Here’s a step-by-step guide to help you download HTML and associated assets from a URL using Python.

Prerequisites

Ensure you have the required libraries installed. You can install them using pip if you haven't already:

pip install requests beautifulsoup4

Step-by-Step Script

  1. Import Required Libraries

    We'll need requests to fetch the webpage and its assets, BeautifulSoup to parse the HTML, and some standard libraries to handle files and directories.

     import requests
     from bs4 import BeautifulSoup
     import os
     from urllib.parse import urljoin
    
  2. Define the URL and Fetch HTML Content

    Define the URL from which you want to download the HTML and assets.

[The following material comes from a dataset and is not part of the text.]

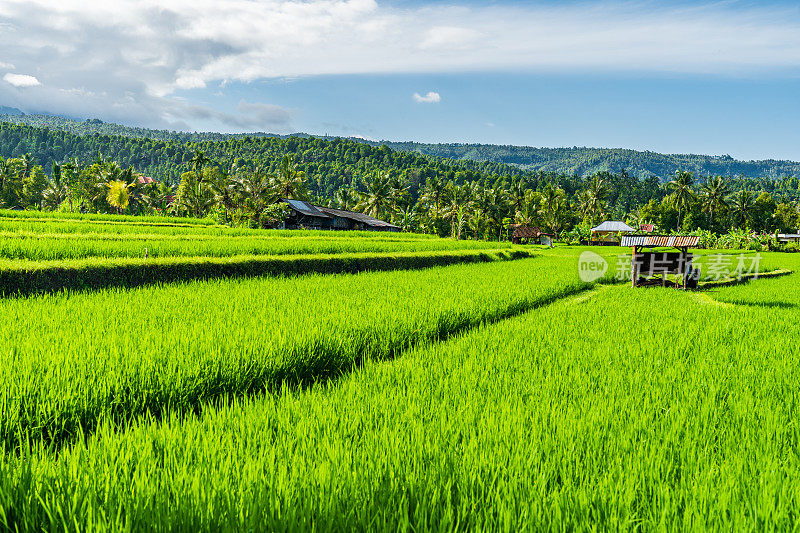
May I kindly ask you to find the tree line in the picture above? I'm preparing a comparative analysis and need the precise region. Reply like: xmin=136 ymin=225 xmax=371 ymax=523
xmin=6 ymin=142 xmax=800 ymax=240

Use requests to fetch the HTML content.

     # Define the URL
     url = 'http://example.com'
    
     # Fetch the HTML content
     response = requests.get(url)
     html_content = response.text
    
  3. Save the HTML Content

    Write the fetched HTML content to a file named index.html.

     # Save HTML content
     with open('index.html', 'w', encoding='utf-8') as file:
         file.write(html_content)
    
  4. Parse HTML Content

    Use BeautifulSoup to parse the HTML content for extracting asset URLs.

     # Parse HTML content
     soup = BeautifulSoup(html_content, 'html.parser')
    
  5. Create Directories for Assets

    Create directories to store CSS, JavaScript, images, and other assets.

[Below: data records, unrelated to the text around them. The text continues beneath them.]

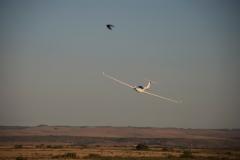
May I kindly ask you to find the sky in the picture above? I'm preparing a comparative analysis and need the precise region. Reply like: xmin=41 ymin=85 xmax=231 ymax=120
xmin=0 ymin=0 xmax=240 ymax=129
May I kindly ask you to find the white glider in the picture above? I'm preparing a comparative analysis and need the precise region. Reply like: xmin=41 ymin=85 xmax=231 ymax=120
xmin=102 ymin=72 xmax=182 ymax=103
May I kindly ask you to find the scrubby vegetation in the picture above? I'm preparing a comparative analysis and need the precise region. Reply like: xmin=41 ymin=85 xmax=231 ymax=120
xmin=16 ymin=156 xmax=27 ymax=160
xmin=52 ymin=152 xmax=78 ymax=159
xmin=180 ymin=150 xmax=193 ymax=158
xmin=14 ymin=144 xmax=23 ymax=149
xmin=136 ymin=143 xmax=149 ymax=151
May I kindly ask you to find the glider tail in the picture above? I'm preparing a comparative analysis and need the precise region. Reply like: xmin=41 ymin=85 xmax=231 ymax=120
xmin=144 ymin=81 xmax=152 ymax=89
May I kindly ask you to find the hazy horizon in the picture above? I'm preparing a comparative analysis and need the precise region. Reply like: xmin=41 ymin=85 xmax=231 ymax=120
xmin=0 ymin=0 xmax=240 ymax=129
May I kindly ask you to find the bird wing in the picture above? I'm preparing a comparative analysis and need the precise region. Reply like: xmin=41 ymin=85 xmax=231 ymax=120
xmin=102 ymin=72 xmax=134 ymax=88
xmin=142 ymin=91 xmax=182 ymax=103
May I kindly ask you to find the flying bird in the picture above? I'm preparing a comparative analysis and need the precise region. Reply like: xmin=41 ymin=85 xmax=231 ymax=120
xmin=102 ymin=72 xmax=182 ymax=103
xmin=106 ymin=24 xmax=114 ymax=30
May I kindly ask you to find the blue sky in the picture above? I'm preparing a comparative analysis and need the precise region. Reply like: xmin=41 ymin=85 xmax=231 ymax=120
xmin=0 ymin=0 xmax=240 ymax=128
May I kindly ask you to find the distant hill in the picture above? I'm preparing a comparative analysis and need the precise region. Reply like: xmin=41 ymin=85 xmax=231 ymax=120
xmin=0 ymin=125 xmax=240 ymax=148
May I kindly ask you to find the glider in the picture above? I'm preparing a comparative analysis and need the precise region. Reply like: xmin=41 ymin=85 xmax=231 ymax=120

     # Create directories to save CSS, JS, images, and other assets
     os.makedirs('css', exist_ok=True)
     os.makedirs('js', exist_ok=True)
     os.makedirs('images', exist_ok=True)
     os.makedirs('assets', exist_ok=True)  # For other assets
    
  6. Define a Function to Download Files

    This function will download files from a URL and save them to the specified directory.

     # Function to download files
     def download_file(file_url, directory):
         try:
             response = requests.get(file_url)
             response.raise_for_status()  # Check for request errors
             file_name = os.path.basename(file_url)
             file_path = os.path.join(directory, file_name)
             with open(file_path, 'wb') as file:
                 file.write(response.content)
             print(f"Downloaded: {file_url}")
         except requests.RequestException as e:
             print(f"Error downloading {file_url}: {e}")
    
  7. Find and Download CSS Files

    Locate CSS files and download them.

     # Find and download CSS files
     for link in soup.find_all('link', href=True):
         if 'stylesheet' in link.get('rel', []):
             css_url = urljoin(url, link['href'])
             download_file(css_url, 'css')
    
  8. Find and Download JavaScript Files

    Locate JavaScript files and download them.

     # Find and download JavaScript bundles
     for script in soup.find_all('script', src=True):
         js_url = urljoin(url, script['src'])
         download_file(js_url, 'js')
    
  9. Find and Download Images

    Locate image files and download them.

     # Find and download images
     for img in soup.find_all('img', src=True):
         img_url = urljoin(url, img['src'])
         download_file(img_url, 'images')
    
  10. Find and Download Other Assets

    Handle other assets like fonts, videos, and icons.

    # Find and download other assets (e.g., fonts, videos)
    for link in soup.find_all('link', href=True):
        if 'icon' in link.get('rel', []) or 'manifest' in link.get('rel', []):
            asset_url = urljoin(url, link['href'])
            download_file(asset_url, 'assets')
    
    # Example for handling video files
    for video in soup.find_all('video', src=True):
        video_url = urljoin(url, video['src'])
        download_file(video_url, 'assets')
    
    # Example for handling font files
    for link in soup.find_all('link', href=True):
        if link['href'].endswith(('.woff', '.woff2', '.ttf', '.otf')):
            font_url = urljoin(url, link['href'])
            download_file(font_url, 'assets')
    
    💡
    Feel free to tweak and extend this script to handle more complex scenarios or additional types of assets.
Conclusion
This script provides a robust way to download HTML and associated assets from a URL. By utilizing requests and BeautifulSoup, you can efficiently fetch and save web content for offline analysis or replication. Adjust the directories and asset handling as needed based on the specific requirements of your project. Happy scraping!